There is also some work that I'd like to get done re:
cleaning up the scheduler interface a bit..

I know that Jeff and I have doiscussed this before but it was a long
time ago, and I've forgotten a lot and also learned a bit since then..

Here's my logic on the matter:

Any process has a number (fixed or variable) of kernel entities tghat
can be scheduled. In KSE (gotta get a better name) there are a variable
number of them. In libthr they are 1:1.

I would postulate that the action of scheduling these items in a fair
way is up to the scheduler. I had a very crude fairness module
added to the BSD4.4 scheduler but I think that fairness
is a property of the scheduler and not of the threading package.

If the scheduler doesn't care if threads are scheduled fairly than it
can just schedule all threads equally. I would say that the ksegrp 
in question (which represents a rough unit of 'fairness'), should 
make a call to the scheduler on creation specifying the required
concurrancy.

At the moment KSE-M:N based ksegrps would specify N = NCPU, and
THR based ksegrps would specify N = NTHREADS.
KSE-1:1 runs with a KSEGRP with a concurrancy of 1 per thread.

(I still think that THR should allocate a KSEGRP per thread not a KSE
but it's not critical.)

Basically What I'm saying is that each scheduler should taka
a concurrency setting for each KSEGRP and how it implements it
is hidden from higher layers.  The current 4.4 scheduler would 
implement it using KSEs and the existitng code but other shcedulers may
chose to implement it in different manners.

I think the top layer API calls for the scheduler should be:
setrunnable(thread) 
choosethread()
sched_clocktick()
sched_set_concurrancy()
(plus all the other 'entrypoints')


I think that the scheduler needs to be in control of scheduling threads 
because there is too much inside information needed for it to be done 
properly by an outside entity.
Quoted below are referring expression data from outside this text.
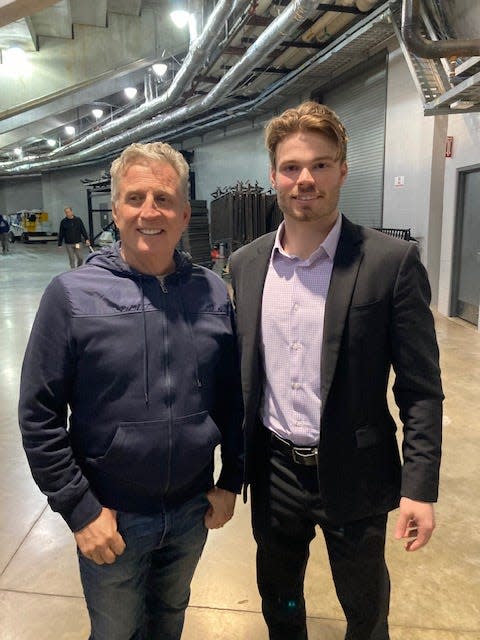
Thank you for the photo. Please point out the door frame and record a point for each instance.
(462, 173)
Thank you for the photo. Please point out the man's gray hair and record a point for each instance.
(146, 154)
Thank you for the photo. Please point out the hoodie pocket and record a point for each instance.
(159, 453)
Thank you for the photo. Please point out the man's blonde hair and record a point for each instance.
(146, 154)
(309, 116)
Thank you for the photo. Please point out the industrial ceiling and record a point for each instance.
(245, 58)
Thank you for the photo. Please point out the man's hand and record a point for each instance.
(415, 522)
(99, 540)
(222, 505)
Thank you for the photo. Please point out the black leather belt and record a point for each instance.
(306, 456)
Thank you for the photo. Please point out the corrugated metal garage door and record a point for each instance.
(361, 105)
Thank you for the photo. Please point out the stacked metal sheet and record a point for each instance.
(242, 213)
(195, 239)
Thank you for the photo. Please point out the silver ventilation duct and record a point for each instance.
(284, 25)
(200, 51)
(424, 48)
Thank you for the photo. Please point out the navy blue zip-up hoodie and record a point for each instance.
(149, 370)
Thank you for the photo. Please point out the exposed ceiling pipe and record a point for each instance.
(198, 54)
(321, 31)
(425, 48)
(229, 114)
(285, 24)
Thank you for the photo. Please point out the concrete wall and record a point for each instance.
(224, 162)
(64, 188)
(51, 192)
(94, 52)
(414, 156)
(21, 193)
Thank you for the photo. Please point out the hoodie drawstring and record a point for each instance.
(190, 328)
(145, 349)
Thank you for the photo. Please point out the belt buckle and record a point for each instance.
(308, 459)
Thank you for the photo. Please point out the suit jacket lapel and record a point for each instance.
(344, 275)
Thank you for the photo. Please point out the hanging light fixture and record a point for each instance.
(159, 69)
(179, 13)
(130, 92)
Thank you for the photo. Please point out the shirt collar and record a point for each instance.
(328, 246)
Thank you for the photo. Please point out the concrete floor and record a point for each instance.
(435, 592)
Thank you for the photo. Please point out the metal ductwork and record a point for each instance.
(425, 48)
(284, 25)
(199, 53)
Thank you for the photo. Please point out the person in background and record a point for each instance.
(139, 345)
(4, 234)
(324, 309)
(71, 232)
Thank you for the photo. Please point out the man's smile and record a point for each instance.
(151, 232)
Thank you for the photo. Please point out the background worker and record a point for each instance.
(71, 233)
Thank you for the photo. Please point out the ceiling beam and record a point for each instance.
(12, 10)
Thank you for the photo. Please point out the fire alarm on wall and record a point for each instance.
(449, 147)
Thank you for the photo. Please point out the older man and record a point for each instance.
(139, 344)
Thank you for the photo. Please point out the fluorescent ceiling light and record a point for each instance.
(180, 18)
(16, 62)
(130, 92)
(462, 104)
(160, 69)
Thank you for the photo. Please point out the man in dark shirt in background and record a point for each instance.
(71, 233)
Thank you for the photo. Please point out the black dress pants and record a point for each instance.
(286, 506)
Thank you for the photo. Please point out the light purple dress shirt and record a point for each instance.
(293, 308)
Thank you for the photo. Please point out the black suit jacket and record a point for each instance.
(376, 316)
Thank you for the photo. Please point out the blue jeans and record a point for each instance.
(144, 593)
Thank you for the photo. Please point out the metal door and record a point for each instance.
(466, 289)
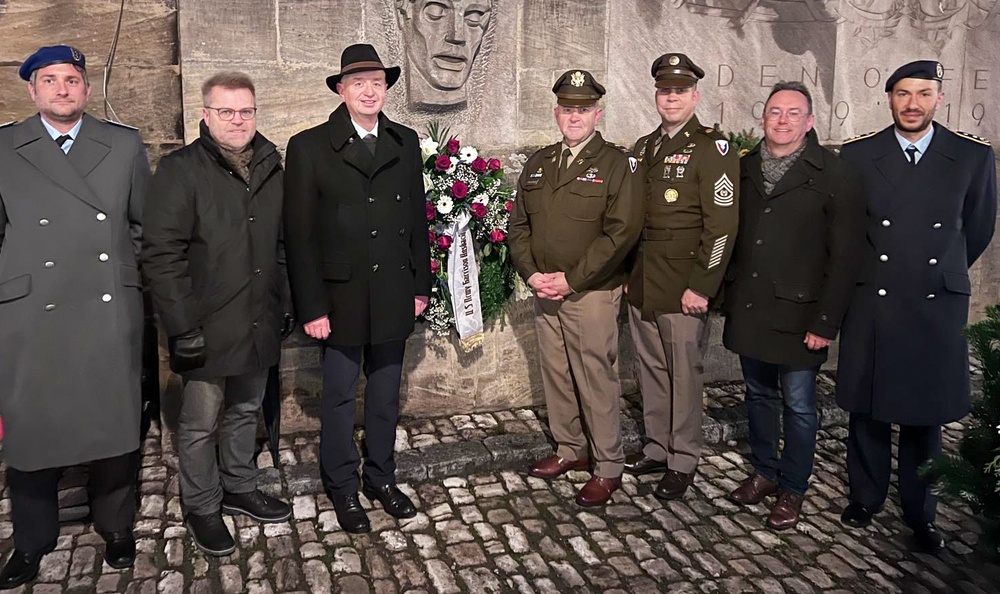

For example if the scheduler is not a 
priority based scheduler then an outside entity can not know 
how to juggle which thread should be run next if there is a choice of
which to do..

this would mean that each scheduler would neeed its own module to 
do this juggling instead of having a separate module to do it..

it makes the job of the scheduler more difficult, but in fact it has to
be so, because true posix process-scope threads require that the
scheduler do this work.


a thread is made runnable (with a unix priority)
the scheduler needs to look at this thread in the context of all the
other threads from this process, the current concurrency rule for that
ksegrp and the other runnable threads, and adjust things so that:
1/ the new thread is run some time
2/ the ksegrp doesn't get TOO MUCH cpu, possibly
punishing other threads in the group to compensate..

This is all up for discussion, but it's my current thinking.